Entre os aromas mais tradicionais estão “Cheiro do Pará”, “Patchouly” e “Manipanço Amazônico”, todos com mais de 50 anos.

A empresa mantém a produção artesanal de colônias, perfumes, home spray, difusores e sabonetes líquidos. O faturamento médio por mês é de R$ 225 milénio.

Fundada em 1927, a empresa começou com o imigrante português Antônio Santos Agra Gomes, que mudou os planos de terebrar uma panificadora e passou a trabalhar com perfumes, seguindo a sugestão de um camarada. O pai de Manuel, que se labareda Manuel Rodrigues dos Santos, chegou ao Brasil em 1955 para ajudar na loja.

Nascido em Viana do Fortaleza, em Portugal, o atual gestor passou a integrar o negócio aos 18 anos. “A primeira coisa que o meu pai falou quando eu entrei foi: ‘Cá dentro você não é meu fruto, é um funcionário porquê os outros’”, conta Manuel, hoje com 57 anos.

O empreendedor passou por diferentes etapas antes de assumir funções administrativas. Começou na superfície de embalagem, onde recebia todos os pedidos. Depois, passou para a produção, ajudando com a matéria-prima e a fabricação de colônias. Ele fez segmento da risca de produção de sabonetes e, por termo, passou a preparar os perfumes, manipulando fórmulas e essências.

“Meu pai e o macróbio fundador não quiseram investir muito cá porque a teoria era permanecer no Brasil para lucrar quantia, mas voltar para Portugal depois para aproveitar. No entanto, eles faleceram antes disso”, diz Manuel.

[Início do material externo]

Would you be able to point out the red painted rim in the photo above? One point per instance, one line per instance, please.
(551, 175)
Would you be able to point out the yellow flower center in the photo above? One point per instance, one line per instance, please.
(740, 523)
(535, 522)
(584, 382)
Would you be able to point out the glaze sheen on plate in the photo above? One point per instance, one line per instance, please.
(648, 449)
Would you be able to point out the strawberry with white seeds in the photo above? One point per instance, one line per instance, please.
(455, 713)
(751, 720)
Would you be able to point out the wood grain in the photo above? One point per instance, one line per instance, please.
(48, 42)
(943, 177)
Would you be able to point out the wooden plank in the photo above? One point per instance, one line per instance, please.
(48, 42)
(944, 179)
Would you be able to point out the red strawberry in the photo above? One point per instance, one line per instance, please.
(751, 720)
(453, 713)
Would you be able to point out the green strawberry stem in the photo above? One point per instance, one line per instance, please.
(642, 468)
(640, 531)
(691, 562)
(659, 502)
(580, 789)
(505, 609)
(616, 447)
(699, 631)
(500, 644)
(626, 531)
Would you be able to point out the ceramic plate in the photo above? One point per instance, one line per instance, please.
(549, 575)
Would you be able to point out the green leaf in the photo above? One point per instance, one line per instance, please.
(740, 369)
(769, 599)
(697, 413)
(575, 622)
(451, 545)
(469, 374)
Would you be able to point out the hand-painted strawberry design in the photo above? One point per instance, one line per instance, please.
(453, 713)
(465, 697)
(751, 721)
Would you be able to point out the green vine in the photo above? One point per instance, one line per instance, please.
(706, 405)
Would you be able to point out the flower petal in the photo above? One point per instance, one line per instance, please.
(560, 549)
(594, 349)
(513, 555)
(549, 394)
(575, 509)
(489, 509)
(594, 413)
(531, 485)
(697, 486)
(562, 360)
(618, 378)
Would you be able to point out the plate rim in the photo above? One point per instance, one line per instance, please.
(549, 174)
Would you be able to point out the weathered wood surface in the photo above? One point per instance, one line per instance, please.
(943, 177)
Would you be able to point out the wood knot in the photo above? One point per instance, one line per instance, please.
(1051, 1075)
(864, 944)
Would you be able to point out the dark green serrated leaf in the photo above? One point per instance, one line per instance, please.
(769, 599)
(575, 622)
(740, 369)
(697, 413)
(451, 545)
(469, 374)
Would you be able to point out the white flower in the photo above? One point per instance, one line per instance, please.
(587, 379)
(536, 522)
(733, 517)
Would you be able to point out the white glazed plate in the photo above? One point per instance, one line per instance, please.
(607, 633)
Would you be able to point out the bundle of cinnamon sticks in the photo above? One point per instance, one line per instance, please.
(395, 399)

Há cinco anos, o empreendedor optou por comprar a segmento do negócio de seu tio e assumir totalmente o negócio. Hoje, a sua esposa Cristiane Santos também é sócia da empresa e cria as fórmulas dos produtos.

Com Manuel adiante da gestão, a perfumaria passou por mudanças estruturais. Ele adquiriu o prédio da loja, ampliou o espaço e investiu em equipamentos porquê envasadora e rotuladora.

A Orion também vem reformulando embalagens e rótulos. Segundo o empreendedor, os investimentos são graduais. “Vou fazendo pouquinho a pouquinho porque a situação atual não permite um investimento muito grande de uma vez”, diz. Ele também planeja instalar placas solares e ampliar a climatização das áreas interna e de produção. “Cá em Belém é muito quente, e preciso deixar o envolvente mais confortável para os funcionários.”

A aproximação da COP30 criou oportunidades para pequenos negócios locais, ele diz. Nos últimos dois meses, a empresa abriu dois novos pontos de venda: um no shopping Recinto Belém e outro no Mercado de São Brás, por meio de uma parceria articulada pelo Sindicato das Indústrias de Produtos Químicos, Farmacêuticos e de Perfumaria e Artigos de Toucador do Estado do Pará (Sinquifarma).

“Espero que a COP traga resultados positivos para mim e para todos os empreendedores, proporcionando a oportunidade de lucrar quantia e, ao mesmo tempo, mostrar a qualidade dos produtos regionais do Pará”, diz.

A Orion planeja ampliar o portfólio até o início de 2026. Entre os lançamentos previstos estão perfume para cabelo e hidratante para as mãos.